By Dan Grossman

Holly Cusack-McVeigh, Associate Professor of Anthropology and Museum Studies at Indiana University-Purdue University Indianapolis, has been recognized by the FBI —  along with her graduate students — for her efforts to repatriate stolen artifacts to Haiti and China.

She has also researched the importance of place among the Yup’ik Eskimos on the Bering Sea Coast. In South Africa, her work had a different focus. In 2018, she collaborated with Zulu villagers and students to assist them in interpreting their own histories —  so that they could fulfill their own dreams. 

This last project “Valley of a Thousand Dreams: Collaboration in Three Zulu Communities” was funded by the IUPUI Arts & Humanities Institute. Cusack-McVeigh also received crucial support and guidance from Sbusisiwe Myeni, the CEO of IMBELEKO Foundation, a nonprofit organization based in the Valley of a Thousand Hills located between Durban and Pietermaritzburg, South Africa.
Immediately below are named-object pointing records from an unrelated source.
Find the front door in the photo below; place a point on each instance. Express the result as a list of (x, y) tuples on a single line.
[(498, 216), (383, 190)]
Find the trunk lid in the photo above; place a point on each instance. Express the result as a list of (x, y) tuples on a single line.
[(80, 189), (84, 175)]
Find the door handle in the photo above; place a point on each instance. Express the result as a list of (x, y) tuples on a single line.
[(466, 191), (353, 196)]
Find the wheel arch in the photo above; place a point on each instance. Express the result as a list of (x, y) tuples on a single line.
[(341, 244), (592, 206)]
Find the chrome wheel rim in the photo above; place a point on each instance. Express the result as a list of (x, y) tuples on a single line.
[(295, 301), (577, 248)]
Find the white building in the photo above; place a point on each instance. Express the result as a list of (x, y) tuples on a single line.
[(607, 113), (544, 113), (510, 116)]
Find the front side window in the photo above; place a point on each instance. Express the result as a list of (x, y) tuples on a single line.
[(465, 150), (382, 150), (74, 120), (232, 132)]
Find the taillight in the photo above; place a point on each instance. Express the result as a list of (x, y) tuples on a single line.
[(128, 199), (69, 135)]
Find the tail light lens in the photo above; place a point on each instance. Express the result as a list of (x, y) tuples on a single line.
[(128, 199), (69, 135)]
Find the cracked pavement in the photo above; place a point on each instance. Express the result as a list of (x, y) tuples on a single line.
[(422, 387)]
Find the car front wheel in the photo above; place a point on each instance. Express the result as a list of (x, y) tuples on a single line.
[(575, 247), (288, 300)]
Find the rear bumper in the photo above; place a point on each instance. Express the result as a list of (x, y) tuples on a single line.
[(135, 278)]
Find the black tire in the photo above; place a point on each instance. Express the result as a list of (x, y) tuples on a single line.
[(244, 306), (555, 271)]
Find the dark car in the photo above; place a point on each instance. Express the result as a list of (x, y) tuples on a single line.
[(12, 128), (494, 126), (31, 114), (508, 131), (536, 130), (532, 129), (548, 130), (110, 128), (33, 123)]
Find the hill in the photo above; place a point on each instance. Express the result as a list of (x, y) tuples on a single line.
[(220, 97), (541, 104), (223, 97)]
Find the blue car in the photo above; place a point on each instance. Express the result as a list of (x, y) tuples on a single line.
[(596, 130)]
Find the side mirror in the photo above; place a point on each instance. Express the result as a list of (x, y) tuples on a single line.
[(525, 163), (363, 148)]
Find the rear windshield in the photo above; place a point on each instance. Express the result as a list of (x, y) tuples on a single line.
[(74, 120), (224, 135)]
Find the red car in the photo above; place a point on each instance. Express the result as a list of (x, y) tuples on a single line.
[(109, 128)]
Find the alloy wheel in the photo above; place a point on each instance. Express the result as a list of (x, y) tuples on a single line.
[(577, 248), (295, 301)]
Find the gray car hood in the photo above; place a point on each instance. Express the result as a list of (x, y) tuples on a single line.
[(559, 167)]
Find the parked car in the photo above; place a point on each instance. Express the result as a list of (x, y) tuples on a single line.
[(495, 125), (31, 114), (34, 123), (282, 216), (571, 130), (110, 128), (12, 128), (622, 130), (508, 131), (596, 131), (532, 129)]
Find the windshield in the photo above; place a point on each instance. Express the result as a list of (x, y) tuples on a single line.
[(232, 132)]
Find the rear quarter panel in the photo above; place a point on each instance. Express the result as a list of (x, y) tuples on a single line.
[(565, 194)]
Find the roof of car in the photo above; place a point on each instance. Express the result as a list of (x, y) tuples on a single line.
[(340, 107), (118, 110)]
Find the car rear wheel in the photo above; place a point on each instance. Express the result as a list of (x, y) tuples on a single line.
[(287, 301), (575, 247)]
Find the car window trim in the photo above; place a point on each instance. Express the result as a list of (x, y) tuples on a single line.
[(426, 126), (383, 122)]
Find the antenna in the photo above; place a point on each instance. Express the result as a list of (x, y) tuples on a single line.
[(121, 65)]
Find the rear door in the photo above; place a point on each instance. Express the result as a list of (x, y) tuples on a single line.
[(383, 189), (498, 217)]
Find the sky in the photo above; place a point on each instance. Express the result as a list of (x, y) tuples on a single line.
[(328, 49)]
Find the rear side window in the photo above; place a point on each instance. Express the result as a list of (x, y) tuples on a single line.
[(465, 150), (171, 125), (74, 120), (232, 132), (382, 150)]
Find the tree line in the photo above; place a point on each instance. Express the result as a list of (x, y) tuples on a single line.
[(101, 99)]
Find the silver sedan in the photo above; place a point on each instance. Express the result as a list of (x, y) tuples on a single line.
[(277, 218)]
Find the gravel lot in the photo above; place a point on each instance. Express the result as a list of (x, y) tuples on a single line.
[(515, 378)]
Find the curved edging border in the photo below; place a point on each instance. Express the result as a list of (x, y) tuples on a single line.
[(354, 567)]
The organization is dedicated to bettering the lives of Zulu youth. 

“Our project was tied to this larger discussion that we’re having in the Zulu communities where we have been working,” said Cusack-Mcveigh. “They were interested in interpretation of their own local histories through the voices of their youth rather than an external explanation for their history, for their oral tradition.” 
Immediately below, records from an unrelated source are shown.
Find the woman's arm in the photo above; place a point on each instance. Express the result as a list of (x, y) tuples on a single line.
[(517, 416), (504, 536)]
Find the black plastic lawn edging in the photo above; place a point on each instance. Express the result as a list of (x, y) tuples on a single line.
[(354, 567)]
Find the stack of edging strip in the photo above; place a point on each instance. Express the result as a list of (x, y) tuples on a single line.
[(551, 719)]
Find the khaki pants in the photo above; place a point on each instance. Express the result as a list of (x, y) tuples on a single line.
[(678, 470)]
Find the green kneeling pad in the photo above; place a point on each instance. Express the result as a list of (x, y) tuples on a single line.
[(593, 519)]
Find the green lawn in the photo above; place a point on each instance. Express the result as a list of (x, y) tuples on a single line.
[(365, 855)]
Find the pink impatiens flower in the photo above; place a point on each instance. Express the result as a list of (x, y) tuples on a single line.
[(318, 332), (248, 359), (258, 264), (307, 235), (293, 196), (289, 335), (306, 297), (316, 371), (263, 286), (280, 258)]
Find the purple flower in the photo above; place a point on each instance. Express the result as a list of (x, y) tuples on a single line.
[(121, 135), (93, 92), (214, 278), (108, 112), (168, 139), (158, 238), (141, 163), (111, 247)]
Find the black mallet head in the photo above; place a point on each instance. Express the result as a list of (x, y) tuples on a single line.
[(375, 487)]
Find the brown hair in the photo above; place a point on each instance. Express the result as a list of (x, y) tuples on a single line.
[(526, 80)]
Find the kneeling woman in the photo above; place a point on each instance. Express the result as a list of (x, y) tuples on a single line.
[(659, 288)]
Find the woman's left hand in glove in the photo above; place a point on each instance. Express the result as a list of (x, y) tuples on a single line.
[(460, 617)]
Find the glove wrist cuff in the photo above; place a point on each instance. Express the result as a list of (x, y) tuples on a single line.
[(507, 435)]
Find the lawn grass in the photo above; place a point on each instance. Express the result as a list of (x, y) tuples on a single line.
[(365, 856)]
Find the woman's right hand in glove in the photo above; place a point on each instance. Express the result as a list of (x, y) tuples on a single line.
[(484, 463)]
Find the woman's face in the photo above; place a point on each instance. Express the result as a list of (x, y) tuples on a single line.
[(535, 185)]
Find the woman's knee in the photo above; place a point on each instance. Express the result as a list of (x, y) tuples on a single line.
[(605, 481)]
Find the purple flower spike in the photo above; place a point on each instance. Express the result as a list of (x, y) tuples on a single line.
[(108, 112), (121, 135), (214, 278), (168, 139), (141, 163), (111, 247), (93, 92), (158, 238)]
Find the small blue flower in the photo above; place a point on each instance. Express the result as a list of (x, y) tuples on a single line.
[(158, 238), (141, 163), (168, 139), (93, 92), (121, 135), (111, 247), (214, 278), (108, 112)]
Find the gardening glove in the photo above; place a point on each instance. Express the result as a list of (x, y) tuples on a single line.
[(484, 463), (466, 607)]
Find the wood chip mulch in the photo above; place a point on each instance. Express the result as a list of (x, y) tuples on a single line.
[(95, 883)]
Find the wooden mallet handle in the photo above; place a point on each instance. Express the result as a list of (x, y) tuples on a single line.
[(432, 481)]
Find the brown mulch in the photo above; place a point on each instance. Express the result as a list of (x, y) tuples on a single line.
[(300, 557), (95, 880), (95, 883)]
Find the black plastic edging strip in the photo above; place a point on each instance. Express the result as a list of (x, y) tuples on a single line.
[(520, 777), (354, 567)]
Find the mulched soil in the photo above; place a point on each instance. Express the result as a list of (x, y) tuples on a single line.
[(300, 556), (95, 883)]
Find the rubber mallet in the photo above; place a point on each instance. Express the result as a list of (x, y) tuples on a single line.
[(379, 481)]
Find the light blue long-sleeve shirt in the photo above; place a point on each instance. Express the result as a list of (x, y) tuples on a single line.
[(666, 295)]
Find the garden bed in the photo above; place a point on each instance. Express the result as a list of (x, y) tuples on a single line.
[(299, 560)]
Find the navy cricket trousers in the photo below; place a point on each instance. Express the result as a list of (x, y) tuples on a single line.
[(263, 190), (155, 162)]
Their focus was to get youth engaged in doing their own tribal histories, their own oral histories, and controlling the story at the local level. 

“This is in sharp contrast to the kinds of external interpretation that museums have done for many many years, where the official representative of the museum or a historian is telling their story,” said Cusack-McVeigh.

Her work takes place against a fraught background. While the racially-segregated Apartheid system ended in the early 1990’s, the wealth disparities between white and black South Africans continues. 

In giving local residents the tools to interpret their own stories, Cusack-McVeigh is helping provide them with means of self-empowerment.

“I was able to really work with young Zulu students who were interested in questions of authenticity; how to collect their own oral traditions in South Africa,” she said. 

The goal was to have these students serve as interpreters, leading tours and telling the stories of their own culture. This is in contrast to many tour groups in South Africa, that travel to Zulu areas, organized in cities rather than villages.  Cusack-McVeigh hopes that her work will ultimately help the Zulu residents of the Valley of a Thousand Hills develop tourism as a means of economic empowerment. 

Doing so does not necessarily involve shepherding tourists to well-trodden tourist sites from cities as is done currently.  

For the Zulu grandmothers who tended the local community garden that Cusack-McVeigh visited and had tea with, their idea of authenticity didn’t involve a complicated academic discussion.

“For them, they laughed and it was very simple,” said Cusack-McVeigh. “They said we don’t need a fancy building to do this.  Build us a museum that looks like our mud house that we live in and we can share with people what life is like in a rural Zulu village.”